Flag management (API)
Update rollouts programmatically as part of CI/CD or internal tooling.
# PowerShell (safe JSON)
$body = @'
{"project":"acme-prod","flag":"new_checkout","rollout_percent":25}
'@
curl.exe -X POST "https://api.edge-assign.com/admin/flags" -H "X-Admin-Token: YOUR_ADMIN_TOKEN" -H "Content-Type: application/json" --data-binary $body
# macOS / Linux
curl -X POST "https://api.edge-assign.com/admin/flags" \
-H "X-Admin-Token: YOUR_ADMIN_TOKEN" \
-H "Content-Type: application/json" \
-d '{"project":"acme-prod","flag":"new_checkout","rollout_percent":25}'
Example: bump a rollout from 10% to 25% by updating rollout_percent.
Flag rules example
# PowerShell (safe JSON)
$body = @'
{
"project": "acme-prod",
"flag": "new_checkout",
"rollout_percent": 25,
"rules": [
{ "field": "plan", "op": "in", "value": ["pro","team"] },
{ "field": "beta", "op": "eq", "value": true }
]
}
'@
curl.exe -X POST "https://api.edge-assign.com/admin/flags" -H "X-Admin-Token: YOUR_ADMIN_TOKEN" -H "Content-Type: application/json" --data-binary $body
Rules support eq, in, and exists.
How deterministic bucketing works
Each project has a seed. We hash seed + subject for the bucket endpoint, and seed + flag + subject for flag evaluation. The same inputs return the same bucket every time.

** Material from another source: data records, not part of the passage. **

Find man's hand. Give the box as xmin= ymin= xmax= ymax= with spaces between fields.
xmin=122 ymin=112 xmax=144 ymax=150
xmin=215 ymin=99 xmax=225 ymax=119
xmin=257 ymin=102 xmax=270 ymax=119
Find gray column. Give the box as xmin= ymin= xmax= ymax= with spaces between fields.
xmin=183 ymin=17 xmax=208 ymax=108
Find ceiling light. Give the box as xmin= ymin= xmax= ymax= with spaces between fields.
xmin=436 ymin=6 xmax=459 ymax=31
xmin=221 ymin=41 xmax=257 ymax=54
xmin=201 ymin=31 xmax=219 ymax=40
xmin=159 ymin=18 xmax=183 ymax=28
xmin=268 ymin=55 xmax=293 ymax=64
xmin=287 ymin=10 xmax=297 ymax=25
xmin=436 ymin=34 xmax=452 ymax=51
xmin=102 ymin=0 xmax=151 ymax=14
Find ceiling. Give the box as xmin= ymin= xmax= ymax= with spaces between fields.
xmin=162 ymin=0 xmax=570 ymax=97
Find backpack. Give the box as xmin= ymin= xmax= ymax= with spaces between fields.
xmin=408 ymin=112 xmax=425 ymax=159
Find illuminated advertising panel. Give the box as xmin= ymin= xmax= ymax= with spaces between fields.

What is stored (and what is not)
We store project config, flags, and usage counters. We do not store per-user rollout assignments.
Rule engine support
Rules are evaluated before rollout. Supported ops: eq, in, exists (including exists: false).
Security notes
- API keys are secrets.
- Do not embed keys in public client apps.
- Do not email keys or paste them into support threads.
- Exclude keys and sensitive payloads from logs where needed.
Key rotation
Rotating a key invalidates the old key immediately. Cached authorizations may still allow requests until TTL expiry, so update your services as soon as the new key is issued.
Rate limits
Default limits: 600 requests/min per API key and 1,200 requests/min per IP. Batch requests count per item.
Response codes and common errors
Typical responses (exact status depends on endpoint and validation):
- 200: success
- 400: malformed request or invalid input
- 401: invalid or inactive API key
- 404: missing project/flag (when applicable)
- 429: rate limit exceeded
- 5xx: service error
Subscription inactive behavior
When a subscription is inactive or past its paid period, API keys are hidden and API requests return 401.
Performance notes
EdgeAssign is designed for low-latency evaluation. If the call sits on a critical path, cache results or evaluate once per request lifecycle.
Common integration mistakes
- Inconsistent subject IDs across systems.
- Inconsistent trait shapes or types.
- Caching too aggressively for fast-moving rollouts.
- Forgetting to update rotated keys.
- Using API keys in unsafe client-side contexts.